Un roman incroyablement intime et émouvant. On suit une jeune homme de 20 ans, à la frontière de celui qu’il pourrait devenir.
La nuit imaginaire est une transition, un retrait, un exil. L’errance nocturne d’un jeune étudiant à qui sa tante vient de révéler les circonstances précises la mort de sa mère, survenue quand il n’avait que 6 ans, Gare de Lyon, un matin de septembre, à 7 heures. Le jour du changement d’heure.
Et justement, le temps est un fil de lecture d’une vie revisitée, aussi.
« La nuit est une berceuse sans fin, je lui prête mon corps avide d’être désiré. Heureux de ne plus porter mon nom.»
Il va commencer sa quête et son enquête, car il découvre dans un livre une photo de sa mère, qui date de 1976 , il va tenter de rencontrer des amis qui l’ont connue, pour l’amener, l’aider à comprendre son geste.
En compagnie de son amie Mona , il ira de fête en fête, dans Paris, puis seul, au coeur de Marais, au Hangar, entre autres. Là où les corps se rencontrent sans promesse, portés par le désir, muet, parfois, expressif, pourtant.
Une errance nocturne qui sera une transformation
Rencontrer, observer, écouter, expérimenter, comparer, réfléchir, se laisser aller. Une double quête s’installe : comprendre ses propres désirs, comprendre qui était sa mère, cette mère qui s’est suicidée.
Cette forme d’exil personnel libère ses pensées au présent, mais aussi au passé qui ressurgit, porté par ce qui se présente.
Par moments, sa mère erre en pensées avec lui, dans une certaine mesure parallèle à la vie.

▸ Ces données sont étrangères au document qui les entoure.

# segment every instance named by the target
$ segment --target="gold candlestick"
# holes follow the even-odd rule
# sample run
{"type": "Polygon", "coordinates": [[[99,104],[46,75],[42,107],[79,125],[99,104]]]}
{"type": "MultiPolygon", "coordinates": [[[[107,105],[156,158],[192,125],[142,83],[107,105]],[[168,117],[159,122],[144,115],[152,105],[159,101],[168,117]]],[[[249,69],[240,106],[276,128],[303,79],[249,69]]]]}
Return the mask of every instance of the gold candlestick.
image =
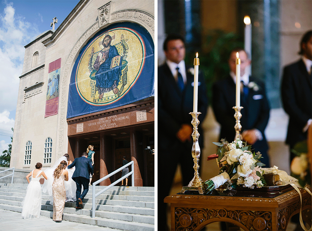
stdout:
{"type": "Polygon", "coordinates": [[[234,117],[236,119],[236,124],[234,128],[235,128],[236,133],[235,135],[235,139],[234,140],[236,140],[238,138],[240,138],[241,136],[241,110],[244,108],[243,107],[237,107],[236,106],[233,107],[232,108],[235,110],[235,114],[234,114],[234,117]]]}
{"type": "Polygon", "coordinates": [[[199,176],[198,169],[199,168],[198,162],[199,161],[199,157],[200,156],[200,148],[198,143],[198,138],[199,136],[199,133],[198,132],[198,127],[199,124],[199,120],[198,120],[198,116],[201,112],[190,112],[190,114],[193,117],[191,123],[193,125],[193,131],[192,133],[193,137],[193,147],[192,147],[192,157],[194,162],[193,167],[195,172],[194,177],[190,182],[187,186],[183,187],[182,190],[180,192],[184,193],[186,190],[198,191],[199,194],[203,194],[203,187],[202,181],[199,176]]]}

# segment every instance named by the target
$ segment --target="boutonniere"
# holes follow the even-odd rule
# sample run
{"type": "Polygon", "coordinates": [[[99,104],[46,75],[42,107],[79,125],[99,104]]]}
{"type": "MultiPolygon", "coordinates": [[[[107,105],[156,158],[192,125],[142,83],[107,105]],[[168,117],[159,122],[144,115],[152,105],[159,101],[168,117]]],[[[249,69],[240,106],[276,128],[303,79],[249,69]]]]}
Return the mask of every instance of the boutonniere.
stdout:
{"type": "Polygon", "coordinates": [[[252,88],[255,92],[259,91],[260,89],[260,87],[254,82],[250,82],[248,84],[248,87],[249,88],[252,88]]]}
{"type": "Polygon", "coordinates": [[[192,75],[194,75],[195,71],[194,70],[194,68],[190,67],[188,69],[188,72],[190,73],[192,75]]]}

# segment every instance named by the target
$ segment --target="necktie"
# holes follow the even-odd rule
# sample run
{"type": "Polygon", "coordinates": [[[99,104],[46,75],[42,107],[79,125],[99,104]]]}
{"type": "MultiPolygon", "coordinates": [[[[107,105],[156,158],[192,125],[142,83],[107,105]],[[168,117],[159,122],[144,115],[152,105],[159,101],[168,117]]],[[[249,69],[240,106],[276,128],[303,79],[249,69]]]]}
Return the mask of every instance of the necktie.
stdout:
{"type": "Polygon", "coordinates": [[[179,68],[177,67],[176,69],[178,72],[178,86],[180,90],[182,92],[184,89],[184,82],[183,81],[183,78],[182,78],[181,73],[179,71],[179,68]]]}
{"type": "Polygon", "coordinates": [[[247,101],[247,97],[248,96],[248,93],[249,93],[249,89],[248,89],[248,87],[245,86],[244,84],[243,81],[241,81],[241,82],[243,85],[242,92],[244,93],[244,100],[246,102],[247,101]]]}

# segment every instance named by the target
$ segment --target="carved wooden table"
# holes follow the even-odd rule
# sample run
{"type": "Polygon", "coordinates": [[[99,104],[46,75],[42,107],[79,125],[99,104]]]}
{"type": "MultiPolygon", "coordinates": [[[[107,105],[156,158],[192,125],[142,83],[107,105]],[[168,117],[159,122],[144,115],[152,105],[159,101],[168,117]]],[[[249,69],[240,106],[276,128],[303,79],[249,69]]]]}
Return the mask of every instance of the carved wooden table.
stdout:
{"type": "MultiPolygon", "coordinates": [[[[300,189],[300,191],[305,210],[302,219],[310,225],[311,197],[305,190],[300,189]]],[[[290,186],[264,194],[213,190],[209,195],[173,195],[164,201],[171,203],[172,230],[200,230],[219,221],[231,223],[246,230],[286,230],[290,218],[300,211],[299,194],[290,186]]]]}

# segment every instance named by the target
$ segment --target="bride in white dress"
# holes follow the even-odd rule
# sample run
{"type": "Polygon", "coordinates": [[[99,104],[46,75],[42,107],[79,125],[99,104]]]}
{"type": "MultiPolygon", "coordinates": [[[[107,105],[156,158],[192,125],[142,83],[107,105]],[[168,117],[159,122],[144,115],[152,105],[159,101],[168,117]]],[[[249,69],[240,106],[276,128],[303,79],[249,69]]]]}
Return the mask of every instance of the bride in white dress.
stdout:
{"type": "Polygon", "coordinates": [[[24,219],[39,218],[41,211],[41,186],[39,181],[41,176],[46,180],[47,178],[41,171],[42,164],[37,163],[36,169],[32,171],[26,177],[29,183],[26,196],[23,201],[22,216],[24,219]],[[32,180],[29,182],[29,177],[32,180]]]}
{"type": "MultiPolygon", "coordinates": [[[[62,160],[65,160],[67,162],[68,165],[71,163],[71,161],[69,160],[69,155],[66,153],[56,161],[54,165],[51,168],[47,168],[44,170],[44,172],[47,176],[48,180],[47,181],[45,181],[42,186],[42,191],[44,193],[47,194],[50,196],[50,205],[53,205],[53,196],[52,195],[52,183],[54,179],[53,173],[62,160]]],[[[66,169],[66,170],[68,172],[68,181],[64,182],[65,189],[66,190],[66,201],[76,201],[76,182],[71,179],[71,177],[75,171],[75,167],[74,167],[70,169],[66,169]]]]}

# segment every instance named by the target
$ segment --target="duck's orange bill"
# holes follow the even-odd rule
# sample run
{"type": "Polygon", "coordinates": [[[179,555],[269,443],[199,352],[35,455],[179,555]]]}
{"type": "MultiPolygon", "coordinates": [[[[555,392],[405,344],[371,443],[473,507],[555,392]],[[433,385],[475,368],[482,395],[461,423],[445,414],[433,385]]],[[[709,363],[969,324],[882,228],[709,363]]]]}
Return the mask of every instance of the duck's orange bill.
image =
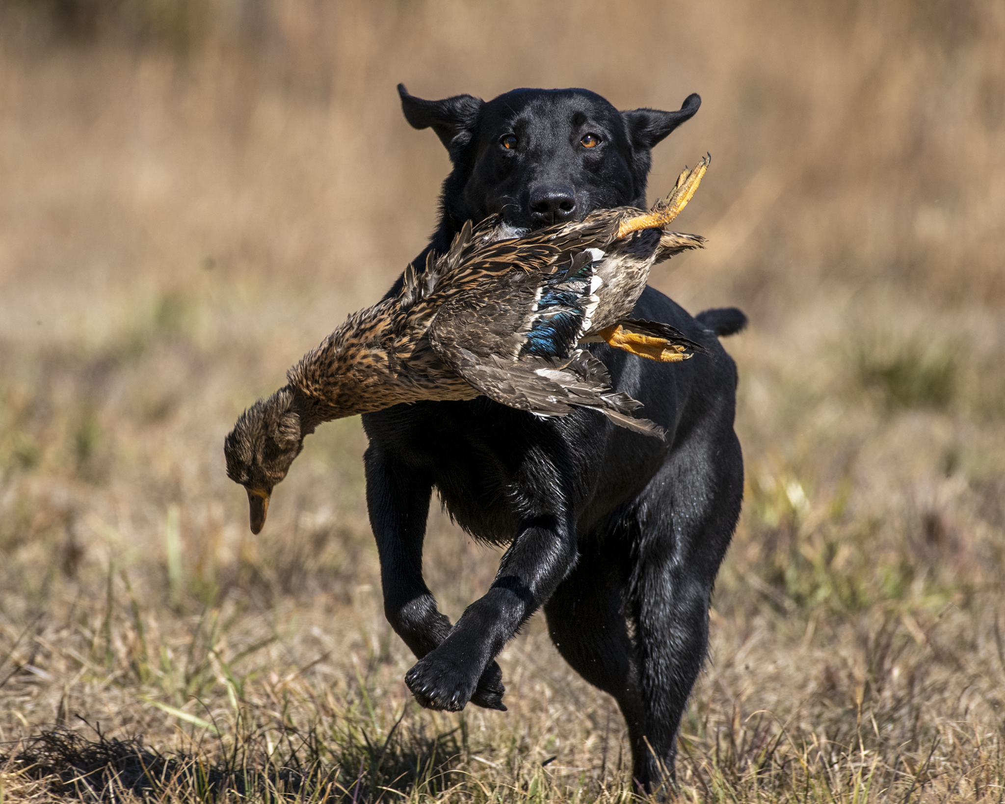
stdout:
{"type": "Polygon", "coordinates": [[[644,215],[625,218],[619,224],[618,233],[614,239],[620,240],[622,237],[627,237],[632,232],[642,229],[662,229],[668,226],[670,221],[680,214],[680,210],[687,206],[687,202],[694,197],[694,192],[701,183],[705,172],[709,170],[711,162],[712,157],[706,154],[705,159],[695,166],[694,170],[689,171],[684,168],[677,177],[673,192],[666,197],[666,201],[662,205],[657,204],[651,212],[646,212],[644,215]]]}
{"type": "Polygon", "coordinates": [[[248,492],[248,514],[251,520],[251,533],[260,534],[265,525],[265,516],[268,514],[269,492],[261,488],[247,488],[248,492]]]}

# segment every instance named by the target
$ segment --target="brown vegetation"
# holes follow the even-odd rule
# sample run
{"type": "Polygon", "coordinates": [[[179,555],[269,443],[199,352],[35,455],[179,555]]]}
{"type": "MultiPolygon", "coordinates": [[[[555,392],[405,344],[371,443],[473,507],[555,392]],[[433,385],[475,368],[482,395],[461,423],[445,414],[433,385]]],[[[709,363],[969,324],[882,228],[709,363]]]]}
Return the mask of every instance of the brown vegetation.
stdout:
{"type": "MultiPolygon", "coordinates": [[[[748,486],[681,795],[1001,801],[1003,40],[978,0],[0,4],[0,797],[628,795],[540,618],[509,713],[411,702],[358,420],[259,537],[223,473],[237,413],[433,226],[403,80],[702,95],[650,188],[711,151],[680,221],[711,242],[653,282],[752,320],[748,486]]],[[[497,557],[428,541],[456,616],[497,557]]]]}

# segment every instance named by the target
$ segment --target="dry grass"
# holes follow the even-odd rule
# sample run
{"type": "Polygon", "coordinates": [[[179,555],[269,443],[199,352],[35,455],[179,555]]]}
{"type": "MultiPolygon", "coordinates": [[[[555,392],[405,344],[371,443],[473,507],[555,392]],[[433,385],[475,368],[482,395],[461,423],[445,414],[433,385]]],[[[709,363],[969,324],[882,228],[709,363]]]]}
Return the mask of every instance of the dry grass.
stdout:
{"type": "MultiPolygon", "coordinates": [[[[629,797],[616,708],[540,618],[509,713],[410,701],[358,420],[258,538],[223,474],[236,414],[432,228],[447,161],[404,80],[705,98],[650,186],[711,151],[681,225],[712,242],[654,281],[751,315],[749,482],[681,796],[1002,801],[1000,3],[8,0],[0,26],[0,798],[629,797]]],[[[432,518],[452,616],[489,553],[432,518]]]]}

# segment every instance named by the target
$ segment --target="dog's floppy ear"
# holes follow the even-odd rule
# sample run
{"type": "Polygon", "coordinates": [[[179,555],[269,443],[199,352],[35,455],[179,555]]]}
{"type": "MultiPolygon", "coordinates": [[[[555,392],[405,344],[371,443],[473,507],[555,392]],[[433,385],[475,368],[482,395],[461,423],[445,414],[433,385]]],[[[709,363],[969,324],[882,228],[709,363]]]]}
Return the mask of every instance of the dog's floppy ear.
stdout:
{"type": "MultiPolygon", "coordinates": [[[[686,120],[694,117],[701,98],[697,93],[687,95],[678,112],[660,112],[658,109],[633,109],[622,112],[628,125],[628,135],[635,148],[651,149],[666,135],[686,120]]],[[[407,114],[407,113],[406,113],[407,114]]],[[[413,126],[415,124],[412,124],[413,126]]]]}
{"type": "Polygon", "coordinates": [[[398,94],[401,95],[401,111],[405,113],[405,120],[413,129],[431,127],[451,157],[456,148],[467,145],[470,141],[478,113],[485,105],[480,97],[470,94],[455,94],[442,100],[424,100],[409,94],[403,83],[398,84],[398,94]]]}

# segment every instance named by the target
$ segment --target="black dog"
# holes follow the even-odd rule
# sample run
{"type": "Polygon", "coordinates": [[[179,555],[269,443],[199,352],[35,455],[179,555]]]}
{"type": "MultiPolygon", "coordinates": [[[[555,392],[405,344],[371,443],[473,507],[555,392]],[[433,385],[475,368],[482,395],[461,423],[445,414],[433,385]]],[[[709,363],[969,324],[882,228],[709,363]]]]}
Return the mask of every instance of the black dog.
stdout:
{"type": "MultiPolygon", "coordinates": [[[[678,112],[619,113],[584,89],[516,89],[487,104],[398,90],[408,122],[431,127],[453,164],[419,270],[468,219],[501,212],[519,231],[644,206],[650,150],[700,104],[692,94],[678,112]]],[[[740,515],[737,373],[717,335],[746,319],[731,309],[695,320],[652,288],[634,315],[708,350],[660,364],[595,349],[617,389],[666,428],[665,443],[594,412],[543,419],[484,397],[399,405],[363,423],[384,610],[420,659],[405,676],[415,697],[430,709],[505,710],[494,657],[544,606],[562,655],[617,699],[636,784],[649,790],[664,770],[672,775],[708,646],[709,597],[740,515]],[[433,487],[472,536],[509,544],[491,588],[453,626],[422,579],[433,487]]]]}

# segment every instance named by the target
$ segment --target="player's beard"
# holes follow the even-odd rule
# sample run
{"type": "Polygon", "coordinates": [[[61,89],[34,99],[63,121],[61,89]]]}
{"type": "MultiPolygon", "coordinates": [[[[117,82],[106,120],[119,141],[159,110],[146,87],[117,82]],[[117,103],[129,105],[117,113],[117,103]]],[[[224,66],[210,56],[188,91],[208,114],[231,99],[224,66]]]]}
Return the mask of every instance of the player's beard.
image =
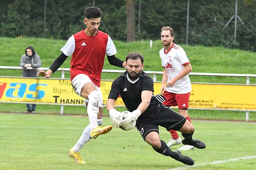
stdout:
{"type": "Polygon", "coordinates": [[[129,73],[128,70],[126,70],[127,71],[127,74],[128,74],[128,77],[130,80],[132,81],[134,80],[139,78],[139,76],[141,75],[141,70],[138,73],[136,73],[135,71],[131,71],[131,72],[129,73]],[[135,75],[132,75],[131,74],[133,73],[135,73],[135,75]]]}
{"type": "Polygon", "coordinates": [[[162,42],[162,44],[163,44],[163,45],[164,46],[169,46],[169,45],[170,45],[170,44],[171,44],[171,41],[169,41],[169,42],[168,42],[168,41],[164,41],[164,42],[167,42],[167,43],[166,44],[163,44],[164,42],[162,42]]]}

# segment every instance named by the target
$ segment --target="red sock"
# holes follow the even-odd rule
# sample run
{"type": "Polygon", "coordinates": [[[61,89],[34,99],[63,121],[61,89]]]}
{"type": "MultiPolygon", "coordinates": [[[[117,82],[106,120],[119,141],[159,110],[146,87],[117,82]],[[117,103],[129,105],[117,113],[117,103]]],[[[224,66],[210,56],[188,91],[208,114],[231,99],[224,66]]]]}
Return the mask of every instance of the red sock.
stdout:
{"type": "Polygon", "coordinates": [[[179,135],[176,130],[171,129],[169,130],[169,131],[171,134],[171,138],[173,139],[177,139],[179,138],[179,135]]]}
{"type": "Polygon", "coordinates": [[[189,118],[189,116],[188,116],[187,117],[186,117],[185,118],[186,118],[187,120],[189,121],[189,122],[190,122],[190,123],[191,124],[192,124],[192,123],[191,123],[191,121],[190,120],[190,118],[189,118]]]}

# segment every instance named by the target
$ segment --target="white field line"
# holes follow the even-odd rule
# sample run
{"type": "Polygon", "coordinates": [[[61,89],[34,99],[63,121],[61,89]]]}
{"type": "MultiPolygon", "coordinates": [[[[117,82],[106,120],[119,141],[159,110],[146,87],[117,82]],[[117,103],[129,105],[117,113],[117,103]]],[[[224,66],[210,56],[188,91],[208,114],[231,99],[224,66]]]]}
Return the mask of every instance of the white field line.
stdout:
{"type": "Polygon", "coordinates": [[[85,128],[56,128],[56,127],[45,127],[43,126],[0,126],[0,127],[3,128],[38,128],[41,129],[84,129],[85,128]]]}
{"type": "Polygon", "coordinates": [[[212,162],[204,163],[199,165],[194,165],[192,166],[188,166],[186,167],[177,167],[173,169],[166,169],[166,170],[182,170],[183,169],[186,169],[192,168],[195,168],[195,167],[202,167],[209,164],[217,164],[222,163],[225,163],[227,162],[236,161],[237,160],[241,160],[241,159],[249,159],[255,158],[256,158],[256,156],[245,156],[245,157],[241,157],[240,158],[235,158],[230,159],[224,160],[218,160],[212,162]]]}
{"type": "MultiPolygon", "coordinates": [[[[161,133],[170,133],[169,131],[164,131],[164,132],[161,132],[161,133]]],[[[223,134],[223,133],[200,133],[200,135],[229,135],[230,136],[247,136],[248,135],[239,135],[238,134],[223,134]]],[[[250,136],[256,136],[256,135],[250,135],[250,136]]]]}
{"type": "MultiPolygon", "coordinates": [[[[47,128],[47,129],[84,129],[84,128],[63,128],[59,127],[57,128],[56,127],[46,127],[43,126],[0,126],[0,127],[2,128],[47,128]]],[[[169,131],[161,132],[161,133],[169,133],[170,132],[169,131]]],[[[247,135],[239,135],[238,134],[225,134],[221,133],[200,133],[200,134],[206,135],[229,135],[230,136],[248,136],[247,135]]],[[[250,136],[256,136],[256,135],[250,135],[250,136]]]]}

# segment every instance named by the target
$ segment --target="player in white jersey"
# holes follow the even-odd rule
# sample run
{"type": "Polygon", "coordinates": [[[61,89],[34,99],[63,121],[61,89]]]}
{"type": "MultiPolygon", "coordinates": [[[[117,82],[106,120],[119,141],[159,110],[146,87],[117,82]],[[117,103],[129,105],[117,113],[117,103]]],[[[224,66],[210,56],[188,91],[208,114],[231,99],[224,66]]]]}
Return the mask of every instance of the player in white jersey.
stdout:
{"type": "MultiPolygon", "coordinates": [[[[191,122],[187,113],[190,92],[191,90],[188,74],[192,70],[189,60],[184,50],[173,42],[174,31],[170,27],[162,28],[161,40],[165,47],[159,51],[163,67],[161,92],[166,99],[163,104],[170,107],[178,105],[179,113],[191,122]],[[165,83],[167,82],[166,85],[165,83]]],[[[177,132],[169,131],[171,134],[167,146],[170,147],[181,143],[177,132]]],[[[180,150],[193,149],[192,146],[185,146],[180,150]]]]}

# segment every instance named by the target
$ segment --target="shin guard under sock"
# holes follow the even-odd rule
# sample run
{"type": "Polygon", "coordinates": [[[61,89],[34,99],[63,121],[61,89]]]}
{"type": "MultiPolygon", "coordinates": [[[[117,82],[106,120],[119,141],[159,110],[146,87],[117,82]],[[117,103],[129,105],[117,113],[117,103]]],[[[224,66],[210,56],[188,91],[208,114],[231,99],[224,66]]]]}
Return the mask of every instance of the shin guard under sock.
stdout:
{"type": "Polygon", "coordinates": [[[166,156],[170,156],[174,159],[177,159],[178,155],[177,154],[174,152],[172,151],[169,148],[166,144],[166,143],[164,141],[160,140],[161,141],[161,147],[159,149],[155,149],[154,148],[153,148],[157,152],[166,156]]]}
{"type": "Polygon", "coordinates": [[[194,132],[189,134],[182,133],[181,134],[182,135],[182,136],[184,137],[184,140],[186,143],[191,143],[193,142],[192,136],[194,133],[194,132]]]}

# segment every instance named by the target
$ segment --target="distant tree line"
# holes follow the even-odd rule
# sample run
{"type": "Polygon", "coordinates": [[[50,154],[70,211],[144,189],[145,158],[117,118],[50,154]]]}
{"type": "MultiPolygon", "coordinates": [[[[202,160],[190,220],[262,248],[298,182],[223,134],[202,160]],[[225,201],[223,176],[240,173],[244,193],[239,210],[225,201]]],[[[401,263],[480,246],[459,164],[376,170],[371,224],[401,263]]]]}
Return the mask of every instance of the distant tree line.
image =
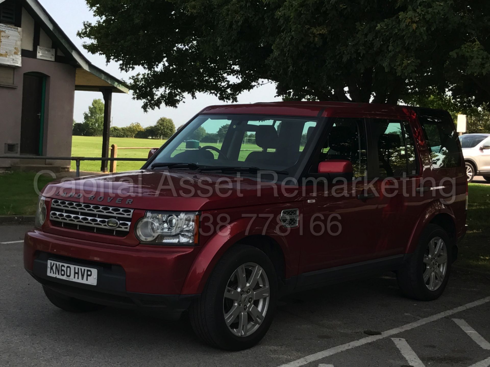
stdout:
{"type": "MultiPolygon", "coordinates": [[[[85,137],[101,136],[104,128],[104,103],[100,99],[94,99],[89,110],[83,113],[83,122],[73,120],[73,135],[85,137]]],[[[203,129],[204,130],[204,129],[203,129]]],[[[168,139],[175,132],[175,126],[171,118],[160,117],[155,125],[144,128],[139,122],[127,126],[112,126],[112,138],[168,139]]]]}

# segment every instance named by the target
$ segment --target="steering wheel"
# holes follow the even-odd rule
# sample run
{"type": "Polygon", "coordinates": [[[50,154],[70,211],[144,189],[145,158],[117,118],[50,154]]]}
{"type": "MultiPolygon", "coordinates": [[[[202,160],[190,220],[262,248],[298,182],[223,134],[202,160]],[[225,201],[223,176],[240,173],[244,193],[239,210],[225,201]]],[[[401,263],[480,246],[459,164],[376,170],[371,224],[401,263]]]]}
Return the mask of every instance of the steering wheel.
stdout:
{"type": "Polygon", "coordinates": [[[223,157],[224,157],[227,160],[229,161],[229,159],[227,157],[226,157],[226,155],[225,154],[222,152],[221,152],[221,150],[220,150],[219,148],[217,148],[215,146],[213,146],[212,145],[205,145],[203,147],[201,147],[201,149],[209,149],[209,150],[214,150],[215,152],[218,153],[218,154],[222,155],[223,157]]]}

« Elle vers la gare de Lyon, son terminus, et moi perdu dans la nuit infinie de ma jeunesse.»
« Un jour les branches seront nues et ce sera toujours vrai, un jour les bourgeons apparaîtront et ce sera toujours vrai, un jour reviendront les fleurs et l’été, et ce sera toujours vrai. Tout renaîtra mais pas elle.»
Une lecture qui émeut, saisit, comme une épiphanie
Ce roman sensible est comme une plongée intérieure et un exil porteur : les rues et les nuits dans Paris, les rencontres offriront peut être la révélation.
Par la splendeur de cette écriture, aussi, comme un abandon total, pour savoir, comprendre, retrouver, on a la sensation de lire plusieurs vies parallèles, une infinie sensibilité révélatrice, comme une nouvelle voie.
Comprendre, saisir, cueillir se fera , et va avancer, pas à pas, de plus en plus clairement, jusqu’à un jour réussir à quitter les nuits imaginaires et avoir la force de se jeter « pour la beauté du geste, la tête la première dans le grand bain ». Devenir soi, simplement soi, dans une vie non plus imaginaire, mais (re)construite.
« L’automne. J’y décelais une invitation inédite à remettre à l’heure les aiguilles de mon présent. Après l’hiver, plus rien ne serait jamais figé.»
Margot.
La Nuit imaginaire, Hugo Lindenberg, Flammarion, 240 p. , 21€.